On a 95 degree day, my boys and I took a very unusual tour. We were invited to take an adventure to Mt. Rumpke.
Mt. Rumpke is a landfill owned by Rumpke Waste Removal that was a former hog farm owned by William Rumpke.
Yes, we went on a landfill tour.
Rumpke offers a lot of tours each year
They actually had over 10,000 visitors take the tour last year.
We learned interesting facts about the different types of garbage trucks.
Did you know that a new garbage truck cost around $250,000??!!!
Our tour guide, Sara, shared with us about the history of Rumpke and talked about what Rumpke does to keep the environment safer.
They use a thick lining on the bottoms of the landfill so that the garbage doesn’t affect the ground underneath. There is also a 3ft layer of clay at the bottom and sides of the landfill.
Rumpke uses the rainwater from this pond to wash the trucks and to also spray down the roads on the hill.
The climb to the top gave us a good view of the surrounding area.
Below is a mound of ground-up tires.
During our tour, we got various vantage points to see how huge the mountain is!
A garbage truck makes about 500 residential stops a day.
I fully expected to smell garbage the whole time but Rumpke uses an all natural odor neutralizer round the clock to help keep the smells under control which was a relief.
Rumpke also has 200 gas wells that suck gas out of the landfill and turn it into natural gas energy. This is an innovative way to turn something that could be seen as negative into a positive.
Unusual things buried at Mt. Rumpke
During our tour, we learned about two unusual things buried at Mt. Rumpke…. an elephant and the World’s largest chocolate bar. You need to take the tour to find out more about those stories.
What you put in your garbage can at home directly affects how much waste ends up in a landfill.
Observing the mound of garbage really showed us how much of a difference in our own waste compounds with others.
I had always thought that garbage was sorted after being taken away by the garbage truck. That is not true. The garbage goes directly to the landfill.

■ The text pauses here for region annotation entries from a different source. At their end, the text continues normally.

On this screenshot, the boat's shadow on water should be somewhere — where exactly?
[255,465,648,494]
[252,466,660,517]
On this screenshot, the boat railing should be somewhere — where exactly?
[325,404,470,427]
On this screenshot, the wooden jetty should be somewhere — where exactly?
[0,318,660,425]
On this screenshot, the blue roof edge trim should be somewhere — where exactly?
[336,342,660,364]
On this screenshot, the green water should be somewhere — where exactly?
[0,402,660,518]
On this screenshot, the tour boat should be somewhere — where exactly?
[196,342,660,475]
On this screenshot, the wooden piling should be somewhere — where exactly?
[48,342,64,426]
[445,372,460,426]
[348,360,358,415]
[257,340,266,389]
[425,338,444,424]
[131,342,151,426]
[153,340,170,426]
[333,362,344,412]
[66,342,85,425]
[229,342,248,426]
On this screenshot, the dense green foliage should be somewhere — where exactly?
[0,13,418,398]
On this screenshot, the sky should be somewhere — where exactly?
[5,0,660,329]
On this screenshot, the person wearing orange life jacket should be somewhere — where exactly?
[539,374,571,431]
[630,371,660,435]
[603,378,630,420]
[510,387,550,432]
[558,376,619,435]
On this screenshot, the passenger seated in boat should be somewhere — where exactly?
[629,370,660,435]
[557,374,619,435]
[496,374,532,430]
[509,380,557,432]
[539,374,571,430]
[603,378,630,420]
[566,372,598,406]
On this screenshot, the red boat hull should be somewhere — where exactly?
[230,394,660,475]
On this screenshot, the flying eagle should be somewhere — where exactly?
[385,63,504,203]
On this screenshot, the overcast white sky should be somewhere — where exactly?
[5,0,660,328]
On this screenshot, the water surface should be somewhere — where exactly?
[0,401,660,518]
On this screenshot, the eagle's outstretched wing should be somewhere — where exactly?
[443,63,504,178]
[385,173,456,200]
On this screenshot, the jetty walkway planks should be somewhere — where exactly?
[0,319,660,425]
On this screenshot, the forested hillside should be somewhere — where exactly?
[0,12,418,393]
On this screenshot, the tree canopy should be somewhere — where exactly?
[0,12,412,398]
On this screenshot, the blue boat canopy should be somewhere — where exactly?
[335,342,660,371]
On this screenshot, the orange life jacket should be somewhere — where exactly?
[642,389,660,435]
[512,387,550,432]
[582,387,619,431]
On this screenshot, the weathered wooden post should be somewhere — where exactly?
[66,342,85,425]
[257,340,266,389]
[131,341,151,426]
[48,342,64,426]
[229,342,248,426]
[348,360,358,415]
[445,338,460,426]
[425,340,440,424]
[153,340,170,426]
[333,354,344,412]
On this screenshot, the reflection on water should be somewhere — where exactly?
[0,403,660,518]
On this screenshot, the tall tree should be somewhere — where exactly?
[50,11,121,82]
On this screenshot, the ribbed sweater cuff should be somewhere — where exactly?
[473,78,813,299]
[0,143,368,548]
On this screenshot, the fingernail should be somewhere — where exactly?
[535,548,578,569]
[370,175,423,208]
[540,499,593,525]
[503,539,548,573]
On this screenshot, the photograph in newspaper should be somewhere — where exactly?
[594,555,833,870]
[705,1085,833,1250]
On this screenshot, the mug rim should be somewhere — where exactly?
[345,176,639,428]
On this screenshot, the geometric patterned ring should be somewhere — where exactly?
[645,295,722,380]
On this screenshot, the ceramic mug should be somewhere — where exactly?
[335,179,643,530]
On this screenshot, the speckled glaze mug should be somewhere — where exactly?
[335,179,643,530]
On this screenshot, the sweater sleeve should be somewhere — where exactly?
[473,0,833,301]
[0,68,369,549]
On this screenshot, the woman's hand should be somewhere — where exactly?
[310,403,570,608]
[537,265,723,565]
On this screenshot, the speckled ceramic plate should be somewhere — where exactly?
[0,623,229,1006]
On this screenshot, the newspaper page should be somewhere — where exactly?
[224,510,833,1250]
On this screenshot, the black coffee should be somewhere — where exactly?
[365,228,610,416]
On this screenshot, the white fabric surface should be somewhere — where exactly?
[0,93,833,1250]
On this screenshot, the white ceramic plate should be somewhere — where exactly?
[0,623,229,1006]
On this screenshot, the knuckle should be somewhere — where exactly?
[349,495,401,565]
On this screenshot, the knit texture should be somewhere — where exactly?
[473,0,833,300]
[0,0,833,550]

Our family has the opportunity to choose if we want to take steps to make that mound not as high by how we choose to dispose of our trash.
I think it all comes down to habit and making the process as simple as possible.
The tour was a great way to make our family realize that what we do can have an impact on our environment in a positive or negative way. This would be a great tour for schools or homeschooling groups.
Rumpke also offers recycling options for residents that vary by city.
Rumpke tours are free and take place on Wednesdays at their Colerain Township location. The tours last 45 minutes and are conducted by bus.
You can find out more about Rumpke from their website.
5 thoughts on “Learning Where Your Garbage Goes ~ Rumpke Landfill Tour”
Hi Nedra, nice share.
I will definitely make a tour of Rumpke landfill. A few days ago, I’ve had a bad experience with Foxhole landfill. It was the biggest rip-off. Ever time I go it’s a different price. They should charge by weight, not a flat fee. Needs to have a meeting so everyone is on the same page. Nobody knows what to charge. Will go elsewhere for sure next time.
Thanks Liz! I need to work on recycling more. The tour really put things in perspective for me. Hope you can check it out sometime.
An idea for the future! Tour a recycling center!
I am going to share this with as many people as possible. I recycle like no other. I would estimate 80% of everything that leaves my apartment is recycled, reused, donated, repurposed if not more. I’ve always lived that way I guess because I grew up on a farm. It literally makes me ill to see what goes in our trash and it is not uncommon for my neighbors to find me rooting through the trash to put stuff in the recycling bin. The City of Cincinnati is working on this issue by giving us 1 recycling bin and 1 trash bin per house… and the recycling bin is slightly larger for a reason.